クールな副社長の秘密~偶然知ったら溺愛されて妻になりました~
 閉められた扉の前で固まっていると、樹が桃華の前に立つ。

 桃華は何を言われるのか緊張の面持ちで、前に立つ樹を見上げた。

 150㎝ちょっとの小柄な桃華と180㎝を超える長身の樹。実に30㎝の身長差は、桃華にとってかなりの威圧感だ。

 張り詰めた空気に緊張感が増す。

「相川さん」

「はい」ゴクッと息をのむ桃華。

「いや、桃華」

「エッ?」突然の呼び捨てに戸惑う。

「俺は、君が好きだ。昨日で確信した。結婚してくれ」

「……。はぁ??」

 何を言われたか一瞬理解できず、言葉の意味を理解した途端素っ頓狂な声が出てしまった。
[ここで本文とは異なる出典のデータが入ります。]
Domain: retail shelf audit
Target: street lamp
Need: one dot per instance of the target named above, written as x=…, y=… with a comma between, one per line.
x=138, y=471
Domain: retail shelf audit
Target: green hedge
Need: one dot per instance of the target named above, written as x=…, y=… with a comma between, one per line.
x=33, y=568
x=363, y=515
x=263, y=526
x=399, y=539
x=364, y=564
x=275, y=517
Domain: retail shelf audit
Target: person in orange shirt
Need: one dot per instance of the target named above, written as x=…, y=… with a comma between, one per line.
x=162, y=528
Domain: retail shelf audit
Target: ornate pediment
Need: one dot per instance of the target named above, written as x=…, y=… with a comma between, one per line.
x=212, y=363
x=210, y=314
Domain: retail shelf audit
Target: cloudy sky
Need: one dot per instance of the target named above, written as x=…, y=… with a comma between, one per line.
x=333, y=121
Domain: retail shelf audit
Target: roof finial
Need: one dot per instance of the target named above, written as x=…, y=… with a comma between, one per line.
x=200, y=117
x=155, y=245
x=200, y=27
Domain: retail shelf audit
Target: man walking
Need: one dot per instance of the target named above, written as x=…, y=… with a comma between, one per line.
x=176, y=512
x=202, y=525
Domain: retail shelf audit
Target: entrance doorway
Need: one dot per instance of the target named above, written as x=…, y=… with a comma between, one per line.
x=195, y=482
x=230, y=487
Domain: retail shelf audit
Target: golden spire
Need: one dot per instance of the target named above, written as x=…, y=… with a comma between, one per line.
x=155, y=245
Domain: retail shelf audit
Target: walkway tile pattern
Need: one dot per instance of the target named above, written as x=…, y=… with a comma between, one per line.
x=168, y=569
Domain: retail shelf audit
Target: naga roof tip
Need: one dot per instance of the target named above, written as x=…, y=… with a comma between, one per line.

「そのままの意味だ。以前から、君を社内で見掛けて気にはなっていたんだ。けど、それだけだった。そして昨日、俺の秘密を君に知られた。それが何故か凄く嬉しくて、昨日君が帰ってからずっと君の顔が頭から離れない。だから、朝一番に呼び出したんだ。間違いなく君にいや桃華に惚れている」

 突然のストレートな告白に、桃華は頬が真っ赤に染まる。